His work was part of the sculpture event in the art competition at the 1928 Summer Olympics. Prior to World War II, he taught at the in Berlin. In 1937, Raemisch was forced to leave Germany due to the rise in Nazi power, his wife was Jewish.

The same year, starting in 1937, Raemisch began to teach at Rhode Island School of Design (RISD). He later served as the head of the Sculpture Department at RISD from 1946 to 1954. Raemisch had many notable students including Peter Muller-Munk, Gilbert Franklin, Cornelius C. Richards, and Wolfgang Behl.

== Death and legacy ==
He had traveled to Rome in 1955, to complete a 19 figure sculpture that would be public art in Philadelphia. On 14 April 1955, he died at Salvator Mundi Hospital in Rome after an emergency surgery on his intestines.
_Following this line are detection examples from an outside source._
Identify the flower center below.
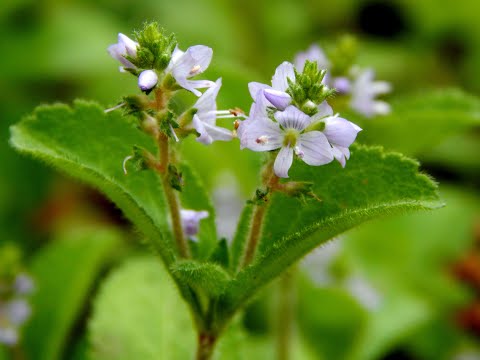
[189,65,202,76]
[283,129,299,147]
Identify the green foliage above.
[219,146,440,313]
[170,260,230,297]
[23,228,119,360]
[345,89,480,156]
[11,101,174,264]
[89,257,195,360]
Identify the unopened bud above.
[138,70,158,93]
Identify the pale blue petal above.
[273,146,293,178]
[272,61,295,91]
[297,131,333,166]
[274,105,311,131]
[263,89,292,111]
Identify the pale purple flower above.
[13,274,35,295]
[138,70,158,92]
[294,44,330,72]
[180,209,208,239]
[239,105,333,178]
[315,102,362,167]
[107,33,138,72]
[167,45,215,96]
[192,78,234,145]
[248,61,295,111]
[350,69,391,117]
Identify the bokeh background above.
[0,0,480,360]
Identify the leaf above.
[170,260,230,297]
[180,163,217,259]
[10,101,174,266]
[347,89,480,156]
[222,146,440,320]
[88,256,196,360]
[23,228,120,360]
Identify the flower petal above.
[297,131,333,166]
[237,116,283,151]
[263,89,292,111]
[273,146,293,178]
[274,105,311,131]
[248,81,272,101]
[323,116,361,147]
[272,61,295,91]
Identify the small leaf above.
[222,146,441,322]
[88,256,195,360]
[23,229,120,360]
[171,260,230,297]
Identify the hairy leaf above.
[219,146,440,320]
[10,101,174,265]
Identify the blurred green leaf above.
[348,89,480,156]
[89,257,195,360]
[23,228,120,360]
[11,101,174,265]
[297,279,368,359]
[222,146,441,313]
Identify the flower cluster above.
[294,45,391,117]
[0,273,34,346]
[106,23,238,144]
[237,61,361,177]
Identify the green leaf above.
[170,260,230,297]
[222,146,440,320]
[89,257,196,360]
[346,89,480,156]
[180,163,217,259]
[23,228,120,360]
[10,101,174,265]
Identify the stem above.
[241,161,279,268]
[195,333,217,360]
[276,269,295,360]
[158,133,190,258]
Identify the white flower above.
[107,33,138,72]
[239,105,333,177]
[192,78,234,145]
[350,69,391,117]
[138,70,158,92]
[248,61,295,111]
[167,45,215,96]
[180,209,208,237]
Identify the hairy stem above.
[241,161,279,268]
[275,269,295,360]
[195,333,217,360]
[158,133,190,258]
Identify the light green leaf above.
[346,89,480,156]
[89,257,196,360]
[11,101,174,265]
[23,228,120,360]
[170,260,230,297]
[222,146,440,320]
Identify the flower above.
[248,61,295,111]
[192,78,234,145]
[167,45,215,96]
[107,33,138,72]
[350,68,391,117]
[239,105,333,178]
[180,209,209,237]
[138,70,158,92]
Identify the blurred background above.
[0,0,480,360]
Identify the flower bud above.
[138,70,158,93]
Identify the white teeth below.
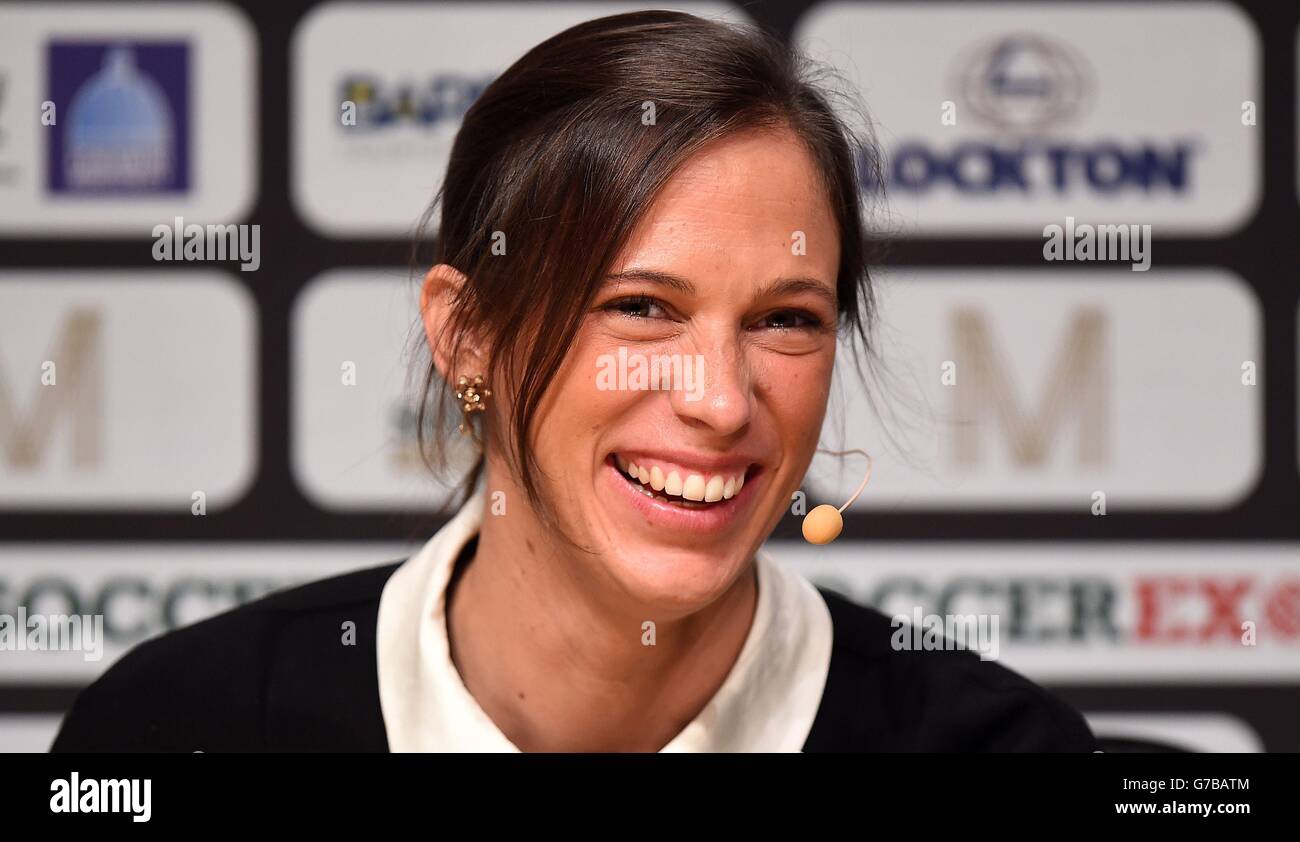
[615,453,745,503]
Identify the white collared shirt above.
[376,490,832,752]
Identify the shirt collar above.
[376,490,832,752]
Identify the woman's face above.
[504,131,840,615]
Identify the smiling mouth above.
[610,453,753,508]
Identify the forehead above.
[616,129,840,279]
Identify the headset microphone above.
[803,450,872,544]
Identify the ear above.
[420,264,486,383]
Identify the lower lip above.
[603,456,761,533]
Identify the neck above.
[447,476,758,751]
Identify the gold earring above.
[456,374,491,434]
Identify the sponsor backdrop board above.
[0,0,1300,751]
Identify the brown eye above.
[763,311,822,330]
[605,295,666,318]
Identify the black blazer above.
[52,561,1099,752]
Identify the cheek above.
[522,335,637,477]
[754,351,835,433]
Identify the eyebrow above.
[606,269,839,308]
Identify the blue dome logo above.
[49,42,190,194]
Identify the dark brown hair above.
[416,12,879,507]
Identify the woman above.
[55,12,1095,751]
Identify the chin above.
[608,546,753,620]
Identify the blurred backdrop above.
[0,0,1300,751]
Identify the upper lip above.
[612,450,758,473]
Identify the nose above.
[670,337,753,435]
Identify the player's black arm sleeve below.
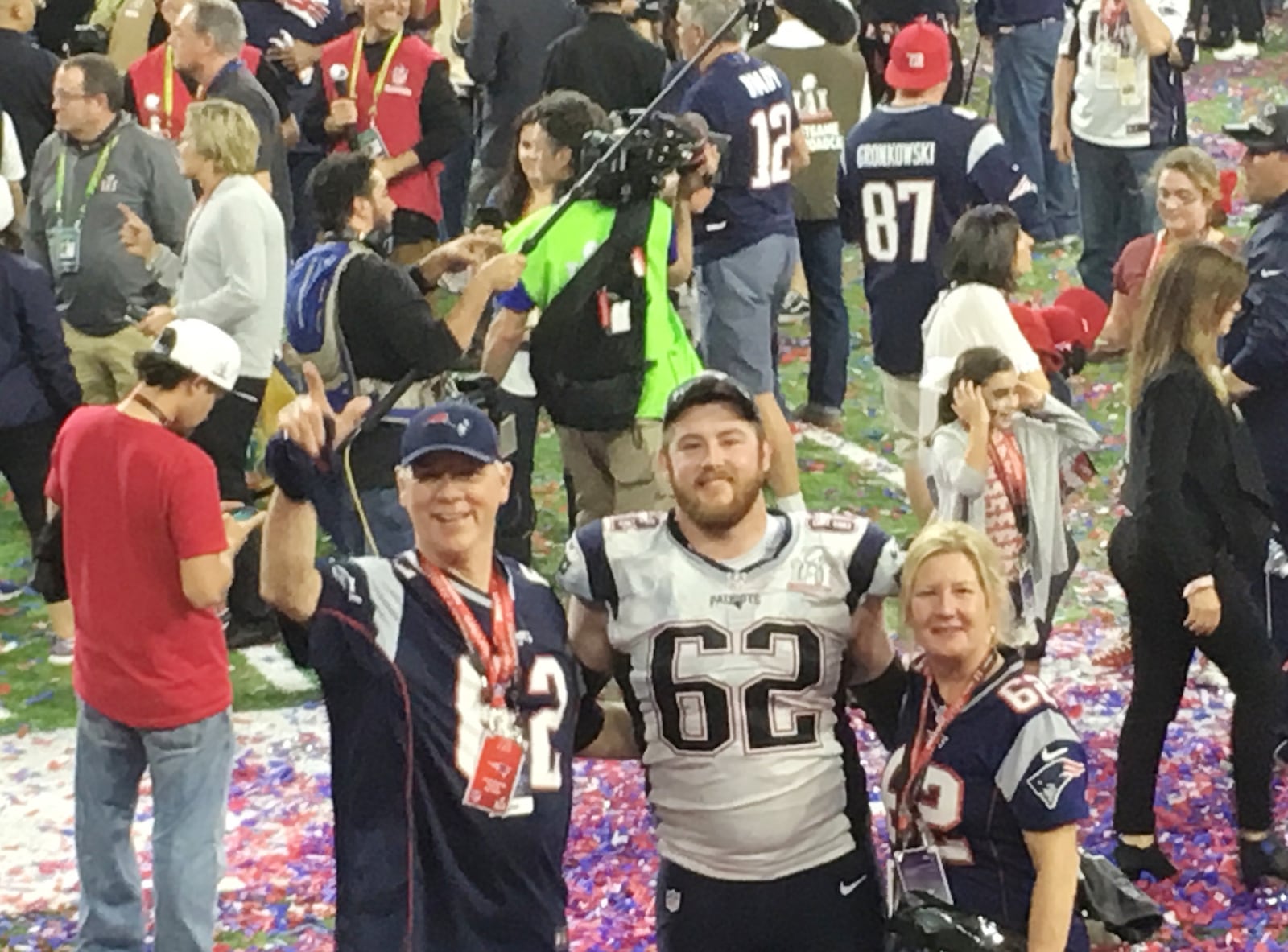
[850,657,910,750]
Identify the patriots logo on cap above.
[1024,747,1087,810]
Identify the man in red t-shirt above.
[45,321,262,952]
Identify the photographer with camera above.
[678,0,809,512]
[483,92,706,525]
[286,152,523,555]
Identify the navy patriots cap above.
[401,401,501,466]
[662,369,760,427]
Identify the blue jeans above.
[1073,135,1167,304]
[993,17,1078,241]
[76,702,233,952]
[796,219,850,410]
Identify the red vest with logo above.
[320,27,443,221]
[129,43,262,139]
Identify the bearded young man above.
[559,371,900,952]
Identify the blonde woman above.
[1109,244,1288,886]
[1096,146,1239,356]
[121,99,286,644]
[855,523,1088,952]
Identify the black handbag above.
[886,892,1028,952]
[1078,853,1163,943]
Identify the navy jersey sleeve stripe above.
[845,523,890,612]
[279,559,375,675]
[577,519,618,615]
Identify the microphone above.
[774,0,859,45]
[327,63,349,99]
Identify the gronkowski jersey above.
[560,513,900,880]
[680,53,800,264]
[837,105,1038,376]
[283,555,589,952]
[858,661,1090,952]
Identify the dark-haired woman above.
[919,205,1051,438]
[927,347,1100,674]
[1109,244,1288,886]
[0,183,81,633]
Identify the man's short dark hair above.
[944,205,1020,291]
[134,350,200,390]
[308,152,375,232]
[60,53,125,112]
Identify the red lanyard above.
[417,553,519,707]
[895,652,993,834]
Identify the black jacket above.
[0,249,81,429]
[465,0,581,169]
[541,13,666,112]
[1123,354,1273,586]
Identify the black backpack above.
[530,199,653,433]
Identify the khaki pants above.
[63,321,152,403]
[558,420,671,525]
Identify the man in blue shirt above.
[1221,105,1288,763]
[837,19,1037,521]
[975,0,1078,241]
[678,0,809,512]
[262,378,633,952]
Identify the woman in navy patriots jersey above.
[855,523,1090,952]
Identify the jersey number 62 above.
[650,621,823,753]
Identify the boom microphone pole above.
[335,0,858,453]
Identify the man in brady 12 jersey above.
[262,365,631,952]
[559,371,900,952]
[837,18,1038,521]
[676,0,809,512]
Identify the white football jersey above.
[559,513,902,880]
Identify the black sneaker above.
[1239,836,1288,889]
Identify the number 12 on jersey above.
[859,179,935,263]
[749,101,792,191]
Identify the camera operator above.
[286,152,523,555]
[483,92,704,525]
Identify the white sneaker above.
[1212,40,1261,63]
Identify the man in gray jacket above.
[24,54,193,403]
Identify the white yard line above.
[241,644,317,693]
[796,425,904,492]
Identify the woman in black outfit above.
[1109,244,1288,886]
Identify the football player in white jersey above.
[559,371,902,952]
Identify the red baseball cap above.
[885,17,953,93]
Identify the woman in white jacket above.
[929,347,1100,673]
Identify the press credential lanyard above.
[54,135,116,225]
[895,652,993,838]
[420,555,519,708]
[349,27,402,123]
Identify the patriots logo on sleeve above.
[1024,746,1087,810]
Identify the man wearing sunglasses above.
[1221,105,1288,761]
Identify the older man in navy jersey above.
[262,365,631,952]
[678,0,809,512]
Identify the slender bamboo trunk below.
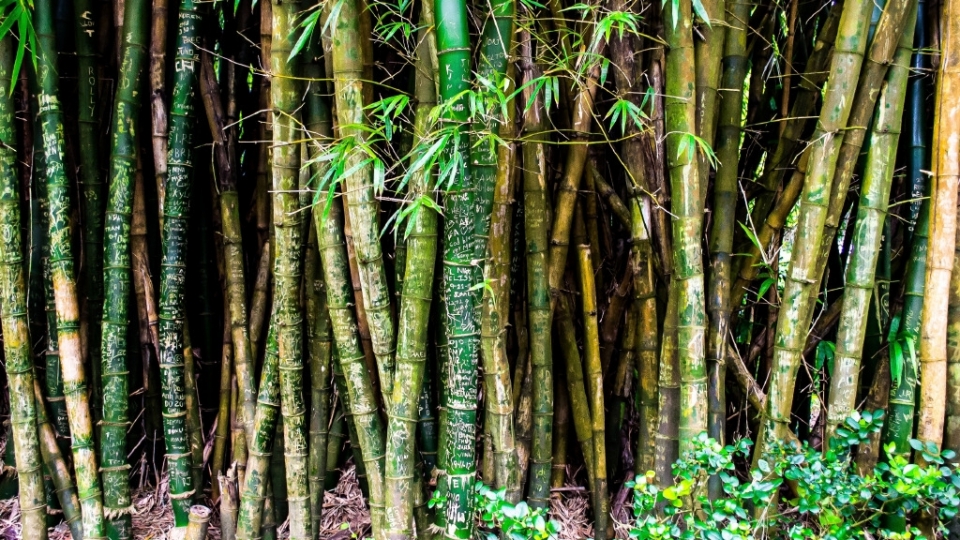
[663,0,707,453]
[434,0,480,539]
[237,324,280,540]
[100,0,148,540]
[481,93,516,507]
[34,0,104,540]
[159,0,201,527]
[304,41,333,538]
[577,245,610,540]
[383,6,437,539]
[313,192,386,538]
[270,1,312,540]
[73,0,104,420]
[515,27,553,505]
[33,380,83,538]
[332,0,396,405]
[0,37,47,540]
[827,5,916,438]
[917,0,960,462]
[755,0,873,457]
[698,2,751,470]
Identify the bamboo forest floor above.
[0,464,604,540]
[0,464,600,540]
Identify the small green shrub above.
[628,412,960,540]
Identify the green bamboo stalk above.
[548,43,604,309]
[383,7,437,539]
[332,0,396,405]
[270,1,313,540]
[656,284,680,488]
[755,0,873,456]
[663,0,707,453]
[219,466,239,540]
[100,0,148,540]
[159,0,202,527]
[34,380,83,538]
[577,245,610,540]
[827,7,916,438]
[34,0,104,540]
[820,0,912,274]
[631,196,660,474]
[304,45,333,538]
[237,324,280,540]
[313,192,386,538]
[516,28,553,506]
[480,96,516,507]
[0,37,47,540]
[73,0,104,420]
[704,2,751,476]
[434,0,480,539]
[183,504,211,540]
[554,295,599,498]
[917,1,960,462]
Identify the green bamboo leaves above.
[664,0,707,453]
[100,0,149,540]
[159,0,201,527]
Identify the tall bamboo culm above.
[100,0,149,540]
[0,32,46,540]
[158,0,201,527]
[917,0,960,461]
[34,0,104,540]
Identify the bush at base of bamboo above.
[628,411,960,540]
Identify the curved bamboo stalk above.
[270,1,313,540]
[34,0,104,540]
[917,0,960,462]
[34,380,83,538]
[332,0,396,406]
[0,36,47,540]
[73,0,104,414]
[237,324,280,540]
[383,9,438,539]
[514,26,553,510]
[313,192,386,538]
[827,6,916,439]
[577,245,610,540]
[100,0,148,540]
[663,0,707,453]
[755,0,873,457]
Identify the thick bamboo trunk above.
[100,0,148,540]
[827,1,916,438]
[0,37,47,540]
[34,0,104,540]
[917,0,960,462]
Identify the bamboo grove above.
[0,0,960,540]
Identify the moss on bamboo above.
[0,32,47,540]
[100,0,148,540]
[34,0,104,540]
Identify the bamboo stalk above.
[827,2,916,438]
[0,37,47,540]
[100,0,148,540]
[916,1,960,462]
[383,7,438,539]
[34,0,104,540]
[755,0,873,458]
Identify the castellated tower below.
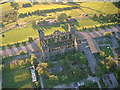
[38,30,49,60]
[38,25,79,60]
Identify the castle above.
[38,25,86,60]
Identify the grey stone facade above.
[38,25,86,60]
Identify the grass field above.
[43,53,89,88]
[2,58,32,88]
[2,24,37,44]
[80,2,120,14]
[18,4,71,13]
[0,2,13,14]
[100,46,114,57]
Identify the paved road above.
[84,48,97,73]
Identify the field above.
[43,53,89,88]
[80,2,120,14]
[100,46,114,57]
[2,58,32,88]
[18,4,71,13]
[2,2,118,44]
[0,3,13,14]
[2,24,37,44]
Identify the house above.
[102,73,118,88]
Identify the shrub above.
[18,50,26,55]
[1,46,5,50]
[104,32,112,36]
[22,3,32,8]
[7,44,12,49]
[28,36,33,43]
[21,42,26,46]
[15,42,20,47]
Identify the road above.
[84,48,97,73]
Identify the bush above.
[22,3,32,8]
[1,46,5,50]
[18,50,26,55]
[15,43,20,47]
[28,36,34,43]
[7,44,12,49]
[21,42,26,46]
[104,32,112,36]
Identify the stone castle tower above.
[38,25,80,60]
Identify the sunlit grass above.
[80,2,118,14]
[2,24,37,44]
[18,4,71,13]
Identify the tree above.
[106,56,116,71]
[104,32,112,36]
[18,60,25,66]
[58,13,67,22]
[19,50,25,55]
[100,51,106,58]
[49,75,58,80]
[30,54,37,65]
[10,2,19,10]
[36,63,48,75]
[35,81,39,87]
[25,58,30,64]
[22,3,32,8]
[28,36,33,43]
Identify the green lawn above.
[2,58,33,88]
[0,2,13,13]
[100,46,114,57]
[2,24,38,44]
[18,4,71,13]
[98,41,112,44]
[80,2,118,14]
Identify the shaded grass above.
[2,58,32,88]
[43,53,89,88]
[2,24,37,44]
[80,2,118,14]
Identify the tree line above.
[19,6,79,18]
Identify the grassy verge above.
[100,46,114,57]
[43,53,89,88]
[2,25,37,44]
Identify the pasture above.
[2,57,33,88]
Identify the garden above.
[42,53,90,88]
[2,57,34,88]
[100,46,114,57]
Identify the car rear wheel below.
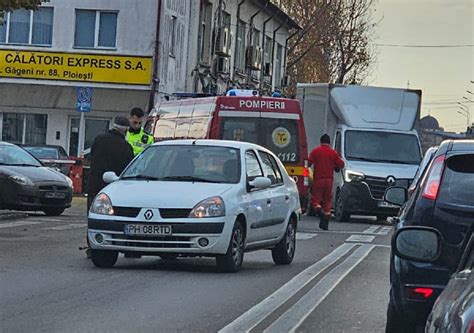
[216,221,245,273]
[334,193,351,222]
[91,249,118,268]
[272,218,296,265]
[43,208,65,216]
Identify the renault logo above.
[145,209,153,221]
[386,176,397,186]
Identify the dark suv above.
[385,140,474,332]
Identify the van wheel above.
[272,218,296,265]
[334,193,351,222]
[216,221,245,273]
[91,249,118,268]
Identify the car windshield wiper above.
[120,175,159,180]
[160,176,220,183]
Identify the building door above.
[69,117,110,156]
[0,112,48,145]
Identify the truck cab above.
[297,84,421,221]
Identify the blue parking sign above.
[76,87,92,112]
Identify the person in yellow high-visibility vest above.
[125,108,154,156]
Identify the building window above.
[198,1,212,64]
[0,113,48,144]
[235,20,246,72]
[170,16,178,57]
[74,9,117,48]
[0,7,54,46]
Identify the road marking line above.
[377,227,392,236]
[42,223,87,230]
[0,221,43,229]
[219,243,358,333]
[296,232,318,240]
[264,245,375,333]
[362,225,379,234]
[346,235,375,243]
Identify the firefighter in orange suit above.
[308,134,344,230]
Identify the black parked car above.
[385,140,474,333]
[393,227,474,333]
[0,142,72,216]
[21,145,76,176]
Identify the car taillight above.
[422,155,445,200]
[407,287,433,301]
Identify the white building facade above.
[0,0,298,156]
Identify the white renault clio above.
[88,140,301,272]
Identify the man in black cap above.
[87,116,133,211]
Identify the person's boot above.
[319,213,329,230]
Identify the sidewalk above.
[0,196,87,221]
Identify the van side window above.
[334,132,341,155]
[258,151,282,185]
[245,150,263,180]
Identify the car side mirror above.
[248,177,272,189]
[102,171,119,184]
[383,186,408,206]
[392,227,442,262]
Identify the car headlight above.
[344,170,365,183]
[90,193,114,215]
[8,176,35,186]
[189,197,225,218]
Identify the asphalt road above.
[0,199,392,332]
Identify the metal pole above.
[77,112,85,157]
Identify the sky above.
[368,0,474,132]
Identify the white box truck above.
[297,83,422,221]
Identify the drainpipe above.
[283,30,299,88]
[232,0,245,76]
[271,19,288,90]
[148,0,161,112]
[247,2,268,84]
[260,16,273,89]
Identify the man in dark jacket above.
[87,116,133,211]
[308,134,344,230]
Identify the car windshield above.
[0,145,41,166]
[121,145,240,183]
[345,131,421,165]
[23,146,59,159]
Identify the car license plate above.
[125,224,172,236]
[378,201,400,208]
[44,192,66,199]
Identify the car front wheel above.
[216,221,245,273]
[91,249,118,268]
[272,219,296,265]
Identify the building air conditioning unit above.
[247,45,263,71]
[263,62,273,76]
[281,75,290,87]
[217,57,230,74]
[214,27,232,57]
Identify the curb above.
[0,212,28,221]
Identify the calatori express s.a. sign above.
[0,50,152,85]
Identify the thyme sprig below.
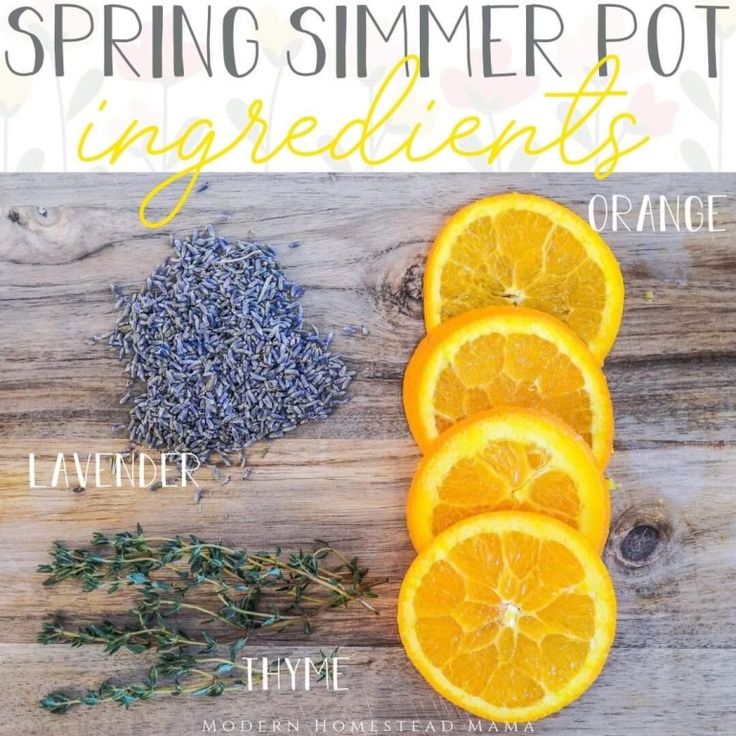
[39,647,337,714]
[38,525,385,713]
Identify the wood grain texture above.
[0,175,736,736]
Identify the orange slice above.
[407,409,611,552]
[424,194,624,363]
[404,307,613,468]
[398,511,616,722]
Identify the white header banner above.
[0,0,736,187]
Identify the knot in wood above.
[608,505,673,571]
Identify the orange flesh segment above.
[399,512,615,720]
[425,194,623,361]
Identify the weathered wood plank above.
[0,174,736,736]
[0,642,736,736]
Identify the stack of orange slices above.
[398,194,624,722]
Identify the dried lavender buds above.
[110,227,352,460]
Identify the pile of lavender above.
[109,227,352,461]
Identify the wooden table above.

After Raemisch's death, Raemisch's former student and a sculpture professor at RISD, Gilbert A. Franklin (1919–2004) completed the 19 figure sculpture commission.

His work is included in the public museum collections including at the Smithsonian American Art Museum, Rhode Island School of Design Museum, Harvard Art Museums, Pennsylvania Academy of the Fine Arts, McNay Art Museum, Currier Museum of Art, among others.